三つ目は中国共産党の信頼のおける幹部を大量にウイグルに派遣すること。

四つ目はチャイナ本土からチャイナの大学生を大量にウイグルに送り、彼らに地方幹部の任務を担ってもらうこと。
これには二つ理由があり、一つ目は、党の幹部を強化すること。
二つ目は宗教工作の取り締まりを強化することです。
彼らが特に力を入れているのが、外国からの宗教の浸透を阻害する事です。

イスラム教は国際的な宗教なので、他のムスリム達がウイグルの人々を助けたいとする活動を防止、あるいは場合によっては打撃を与えるという取り決めがなされ、イスラムの宣教団やイスラムの教えを書いた本などの流入を徹底的に排除しました。

そして、非合法宗教活動を徹底的に取り締まりました。

非合法宗教活動とは、政府に申請しないで宗教コミュニティの中や、自分の村の中で勉強したり教えたり広めたりすることです。
これによって、一般的に広まっていた宗教学校や宗教活動をしている多くの伝道者たちが逮捕されました。

また、新しいモスクの建設を禁止しました。
当然新しいモスクを建てたいとしてもそれは許可されません。

あとは、態度の曖昧な民族分裂主義的な傾向の人々や聖職者を「浄化」しました。
モスクと宗教組織の指導者は愛国者でなければならないと決められ、政治的・社会的な活動を制限します。

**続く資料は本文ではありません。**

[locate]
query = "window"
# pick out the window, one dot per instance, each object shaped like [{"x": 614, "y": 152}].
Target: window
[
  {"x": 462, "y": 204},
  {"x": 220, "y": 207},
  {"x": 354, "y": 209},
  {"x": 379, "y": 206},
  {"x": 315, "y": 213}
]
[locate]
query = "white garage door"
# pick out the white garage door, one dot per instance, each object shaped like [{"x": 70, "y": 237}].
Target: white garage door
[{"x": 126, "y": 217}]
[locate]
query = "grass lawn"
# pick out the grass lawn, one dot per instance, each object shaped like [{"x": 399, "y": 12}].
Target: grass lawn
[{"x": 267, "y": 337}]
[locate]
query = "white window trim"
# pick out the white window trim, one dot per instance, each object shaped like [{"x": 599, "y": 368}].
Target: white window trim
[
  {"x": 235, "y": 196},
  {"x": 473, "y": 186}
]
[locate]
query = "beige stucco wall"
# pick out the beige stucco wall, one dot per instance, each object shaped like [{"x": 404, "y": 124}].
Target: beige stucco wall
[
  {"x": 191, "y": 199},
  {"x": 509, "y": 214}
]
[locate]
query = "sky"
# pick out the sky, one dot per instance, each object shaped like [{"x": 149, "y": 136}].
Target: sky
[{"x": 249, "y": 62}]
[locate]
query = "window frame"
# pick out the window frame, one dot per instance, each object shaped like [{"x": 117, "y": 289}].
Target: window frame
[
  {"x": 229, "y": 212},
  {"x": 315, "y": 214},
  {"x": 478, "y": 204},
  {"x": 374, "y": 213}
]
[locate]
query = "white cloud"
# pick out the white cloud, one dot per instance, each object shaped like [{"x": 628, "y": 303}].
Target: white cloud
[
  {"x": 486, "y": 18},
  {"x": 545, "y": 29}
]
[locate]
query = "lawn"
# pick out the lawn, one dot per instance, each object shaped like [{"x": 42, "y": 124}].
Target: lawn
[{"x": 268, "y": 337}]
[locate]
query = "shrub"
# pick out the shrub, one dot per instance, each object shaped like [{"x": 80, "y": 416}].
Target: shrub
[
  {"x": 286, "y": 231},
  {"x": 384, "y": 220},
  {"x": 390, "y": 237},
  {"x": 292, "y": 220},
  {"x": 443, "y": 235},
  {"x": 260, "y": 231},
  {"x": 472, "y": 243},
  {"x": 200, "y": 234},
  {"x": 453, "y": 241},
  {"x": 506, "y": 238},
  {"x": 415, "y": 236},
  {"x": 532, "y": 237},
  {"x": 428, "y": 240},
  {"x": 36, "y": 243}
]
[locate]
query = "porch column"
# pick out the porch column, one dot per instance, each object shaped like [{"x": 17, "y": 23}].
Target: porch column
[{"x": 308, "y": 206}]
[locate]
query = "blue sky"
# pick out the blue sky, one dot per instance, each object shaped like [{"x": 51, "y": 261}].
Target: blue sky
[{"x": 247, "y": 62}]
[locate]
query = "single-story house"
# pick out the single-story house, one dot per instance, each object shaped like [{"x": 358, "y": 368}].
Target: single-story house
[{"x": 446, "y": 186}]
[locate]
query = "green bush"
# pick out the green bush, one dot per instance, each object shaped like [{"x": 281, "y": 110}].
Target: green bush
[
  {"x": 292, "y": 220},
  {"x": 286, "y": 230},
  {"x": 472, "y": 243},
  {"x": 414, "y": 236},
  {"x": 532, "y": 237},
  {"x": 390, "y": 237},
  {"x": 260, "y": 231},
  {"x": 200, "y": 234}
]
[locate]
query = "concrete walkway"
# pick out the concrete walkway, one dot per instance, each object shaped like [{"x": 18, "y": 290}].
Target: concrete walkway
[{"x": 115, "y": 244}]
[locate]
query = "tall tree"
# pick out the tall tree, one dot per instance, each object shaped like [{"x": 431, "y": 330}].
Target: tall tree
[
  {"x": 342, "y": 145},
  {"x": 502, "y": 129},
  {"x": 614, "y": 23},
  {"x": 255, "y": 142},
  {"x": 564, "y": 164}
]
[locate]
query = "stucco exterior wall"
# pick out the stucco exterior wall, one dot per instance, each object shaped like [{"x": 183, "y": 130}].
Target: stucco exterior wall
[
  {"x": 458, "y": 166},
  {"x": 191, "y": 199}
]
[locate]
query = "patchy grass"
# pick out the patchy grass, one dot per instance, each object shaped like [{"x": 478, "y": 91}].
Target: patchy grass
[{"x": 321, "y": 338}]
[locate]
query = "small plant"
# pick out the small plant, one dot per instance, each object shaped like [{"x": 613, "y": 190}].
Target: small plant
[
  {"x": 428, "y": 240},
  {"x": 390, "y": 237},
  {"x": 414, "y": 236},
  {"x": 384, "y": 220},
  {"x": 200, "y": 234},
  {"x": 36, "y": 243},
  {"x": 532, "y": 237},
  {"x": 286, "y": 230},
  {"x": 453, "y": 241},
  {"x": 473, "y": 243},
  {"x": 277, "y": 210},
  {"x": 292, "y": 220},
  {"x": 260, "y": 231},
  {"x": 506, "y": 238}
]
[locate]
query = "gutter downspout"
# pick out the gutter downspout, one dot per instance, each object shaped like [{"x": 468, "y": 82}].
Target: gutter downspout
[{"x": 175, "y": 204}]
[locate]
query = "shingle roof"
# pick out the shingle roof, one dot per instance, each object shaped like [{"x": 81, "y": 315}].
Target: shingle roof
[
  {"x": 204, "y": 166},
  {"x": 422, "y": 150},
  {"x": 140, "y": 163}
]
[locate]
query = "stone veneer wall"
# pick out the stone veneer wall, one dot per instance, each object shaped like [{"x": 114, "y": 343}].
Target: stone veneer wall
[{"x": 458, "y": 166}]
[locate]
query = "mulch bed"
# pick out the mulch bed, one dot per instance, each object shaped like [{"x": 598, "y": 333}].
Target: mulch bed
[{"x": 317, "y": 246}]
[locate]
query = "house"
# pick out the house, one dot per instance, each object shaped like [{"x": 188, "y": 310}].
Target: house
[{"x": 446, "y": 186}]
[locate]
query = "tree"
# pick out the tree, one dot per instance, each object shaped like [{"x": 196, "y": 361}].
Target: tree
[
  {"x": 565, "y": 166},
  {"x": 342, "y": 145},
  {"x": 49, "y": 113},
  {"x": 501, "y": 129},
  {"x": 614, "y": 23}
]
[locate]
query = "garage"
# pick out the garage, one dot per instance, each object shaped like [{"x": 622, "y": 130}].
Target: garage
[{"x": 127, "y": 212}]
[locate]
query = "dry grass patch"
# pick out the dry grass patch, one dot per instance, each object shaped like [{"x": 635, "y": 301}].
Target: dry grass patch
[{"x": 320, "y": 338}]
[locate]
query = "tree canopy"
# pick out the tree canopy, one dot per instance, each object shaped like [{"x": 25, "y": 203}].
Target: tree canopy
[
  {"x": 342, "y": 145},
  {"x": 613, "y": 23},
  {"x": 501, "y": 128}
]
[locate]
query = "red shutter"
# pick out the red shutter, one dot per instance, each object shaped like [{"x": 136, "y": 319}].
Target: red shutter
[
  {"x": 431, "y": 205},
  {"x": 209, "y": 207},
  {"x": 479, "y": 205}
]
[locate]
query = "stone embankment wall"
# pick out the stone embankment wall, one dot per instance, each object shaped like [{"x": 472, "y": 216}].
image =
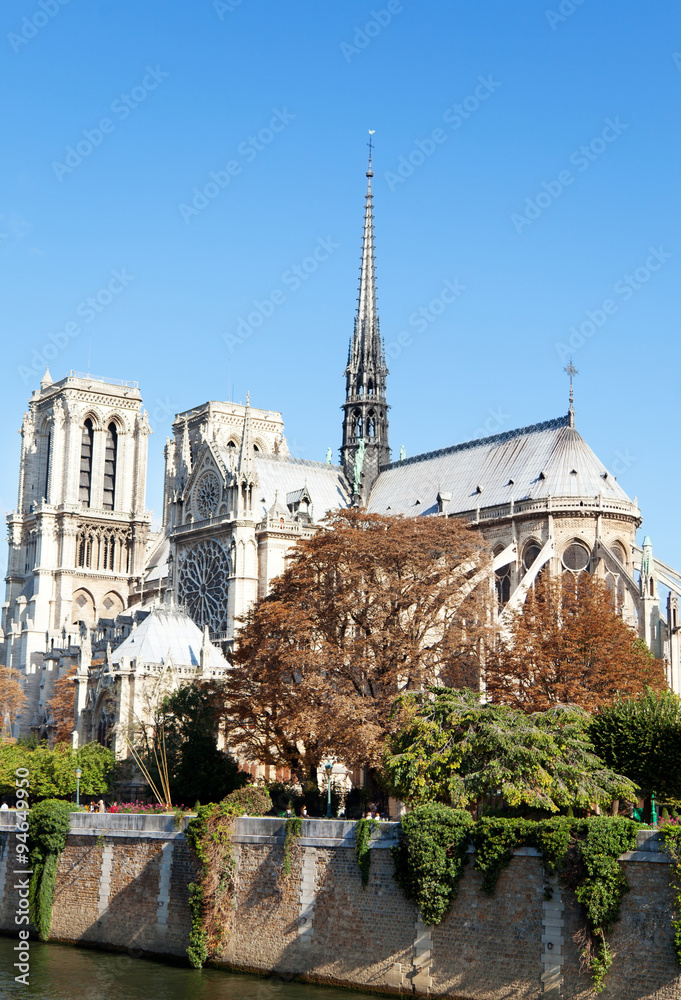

政治的には、宗教を信じるものは人民代表になれないとか、政府機関に採用されないなどの制約が定められ、社会的には、学校教育や病院、町の行事などに宗教的な内容を入れてはならないとされました。

そして、信者と聖職者に対して遵法教育を行いました。
つまり、チャイナの法律で何が許されて何が許されていないのかという教育を彼らに受けさせ無神論的な考えを刷り込ませたのです。

これは中共のスパイを育てるということにつながります。
表ではターバンを巻き、白衣を着て聖職者の格好をしていますが、中身は中国共産党に操られている人たちであり、彼らは共産党が認めたスパイだそうです。

こうして、全ての分野において中共が関与し、干渉するということが行われています。